Once back in Schweidnitz I learnt that I was to go into the field with the next marching company. On 4 June, a Sunday, it was time to go. I had assembled the company and a general had inspected it. Purple and white lilac was in bloom, and I had given orders to plunder the bushes by the barracks hedge so that every man wore a flower on his chest. Led by the regimental band, we set off for the station. It was the only time in my entire career as a soldier that I was able to march with a full band. So we went through the Peterstrasse and across the town hall square to the station. I marched at the head of the company.

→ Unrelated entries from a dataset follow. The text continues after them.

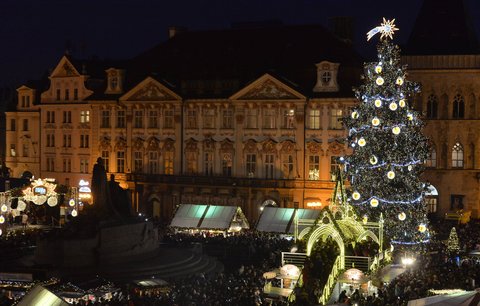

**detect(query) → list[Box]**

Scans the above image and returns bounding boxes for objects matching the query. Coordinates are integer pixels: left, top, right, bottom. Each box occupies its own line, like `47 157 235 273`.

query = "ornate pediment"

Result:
327 140 345 155
280 141 295 154
230 74 305 101
307 141 323 155
121 77 181 102
262 140 277 154
50 56 81 78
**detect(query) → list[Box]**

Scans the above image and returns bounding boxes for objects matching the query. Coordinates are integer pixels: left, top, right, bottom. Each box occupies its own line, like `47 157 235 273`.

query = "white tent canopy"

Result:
170 204 249 231
256 207 320 234
18 285 69 306
408 289 480 306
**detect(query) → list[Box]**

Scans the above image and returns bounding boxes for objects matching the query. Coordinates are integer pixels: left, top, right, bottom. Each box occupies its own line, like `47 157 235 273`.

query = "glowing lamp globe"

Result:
370 155 378 165
376 77 384 85
0 205 7 213
418 224 427 233
69 199 75 207
392 126 401 135
398 212 406 221
375 65 382 73
352 191 361 201
399 99 406 107
374 99 382 107
396 77 404 85
47 196 58 207
0 216 4 224
351 111 359 119
389 102 398 111
370 198 379 207
387 171 395 179
71 209 78 217
371 117 380 126
358 138 366 147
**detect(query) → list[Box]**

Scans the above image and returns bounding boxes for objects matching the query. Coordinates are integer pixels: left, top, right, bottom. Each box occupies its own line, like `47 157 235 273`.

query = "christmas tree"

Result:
446 227 460 256
342 19 430 245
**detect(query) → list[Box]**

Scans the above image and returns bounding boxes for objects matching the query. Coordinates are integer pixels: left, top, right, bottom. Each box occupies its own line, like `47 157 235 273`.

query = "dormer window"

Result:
16 86 35 109
313 61 340 92
105 68 125 94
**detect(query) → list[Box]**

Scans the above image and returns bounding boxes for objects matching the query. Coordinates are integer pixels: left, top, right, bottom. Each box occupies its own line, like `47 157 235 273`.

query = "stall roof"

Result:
18 285 68 306
170 204 249 230
256 207 320 234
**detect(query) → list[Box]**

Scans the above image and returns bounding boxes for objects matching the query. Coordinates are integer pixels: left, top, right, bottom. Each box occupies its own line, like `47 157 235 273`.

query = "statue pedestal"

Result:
35 221 158 268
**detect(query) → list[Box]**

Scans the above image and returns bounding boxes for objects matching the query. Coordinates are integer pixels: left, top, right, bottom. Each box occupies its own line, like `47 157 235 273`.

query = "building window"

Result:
134 110 144 128
117 151 125 173
101 110 110 128
164 151 174 175
246 154 256 177
263 109 276 129
47 111 56 123
330 108 343 130
56 89 61 100
63 111 72 123
148 110 158 128
282 154 294 178
426 146 437 168
203 108 216 129
46 157 55 172
186 152 197 174
164 109 174 129
186 109 197 129
63 134 71 147
73 88 78 100
246 109 258 129
426 197 437 213
330 156 340 179
10 119 15 131
426 95 438 119
282 109 295 129
80 134 89 148
450 194 464 210
204 152 214 175
309 109 321 129
26 96 30 107
80 159 89 173
63 159 71 173
46 134 55 147
134 151 143 173
222 153 232 177
10 144 16 157
22 119 29 131
116 110 125 128
452 94 465 119
65 89 70 101
222 109 233 129
264 154 275 179
148 151 158 174
110 77 118 90
308 155 320 180
80 110 90 123
452 142 464 168
22 143 29 157
322 71 332 85
101 151 110 172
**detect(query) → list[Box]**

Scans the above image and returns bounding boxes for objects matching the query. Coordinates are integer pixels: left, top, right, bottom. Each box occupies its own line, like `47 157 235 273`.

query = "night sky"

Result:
1 0 479 87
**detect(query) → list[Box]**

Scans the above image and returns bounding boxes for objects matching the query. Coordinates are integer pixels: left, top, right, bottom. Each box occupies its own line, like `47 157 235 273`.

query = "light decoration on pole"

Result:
78 180 92 204
0 205 7 213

At a window of her apartment in the Peterstrasse stood Gisela. She came to the station. The company was already entrained, and we were able to speak for a while together. Not only for her but also for me, that farewell was hard. She gave me a book Wer Gottes Fahrt gewagt, ‘Who dares God’s journey’. It had pictures and histories from the house of Flex, at its centre Walter Flex, the poet of the Jugendbewegung or youth movement, who was killed in action in 1918. I stood with Gisela a little apart from the others. There was a fence between us. She was wearing a bright summer dress with a narrow waist. Gisela’s eyes shone moist and we kissed tenderly. To the strains of muss i denn the train began to move. Gisela’s face and figure became blurred to me. Soon I could only see the white speck of her dress and finally even that disappeared. The dedication that she had written in the book read: ‘For lonely hours in the field – from my heart – your Gisela’.
On 6 June we were sitting in the goods station at Lodz, which at that time was called Litzmannstadt. News reached us of the landing of Allied troops in France. Even if we ordinary Landser did not know anything of the wider picture, it was still clear to everyone that by then the war had entered into a decisive stage. However, that it could end with a German defeat was far from anyone’s thoughts. In the ‘travelling community’ of the goods wagon we were temporarily filled with a feeling of special belonging. Once we arrived out there the companionship of the train would be immediately torn apart and we would be assigned to many different units. But at that moment everyone felt the common experience of an unknown, even if distant, danger. After some excited commentary on the news it became quiet and one man hummed a tune. Then one became several and finally every one joined in the familiar old melody:
When the last verse rang out, the modest beginning had grown into a choir. It was impressive how many men knew the words for the second and third verses.
On 11 June we were at our destination. The journey had passed through Warsaw, Vilna, Dünaburg, Molodetschno and Polotzk, as far as a Vitebsk, and finished in Lowsha. The command post of the Division was located there. The allocation of men took place as expected. The Majority of the infantrymen joined the newly reformed third Grenadierregiment of the Division. By then it consisted of regiments 7, 461, and 472. I became Adjutant of the 2nd Battalion, which was commanded by Hauptmann Muller. ‘Pi’ Muller had been among the seven ‘seveners’ who had been convalescing in Freiwaldau. When he found out that I had come on that transport, he asked for me as adjutant. Our 252nd Infanteriedivision, the Eichenlaub or ‘Oak leaf’ Division, was the division located at the point of connection between army groups Centre and North. That meant particular danger, because a preferred target for attack was at those points of connection, where areas of command were separated.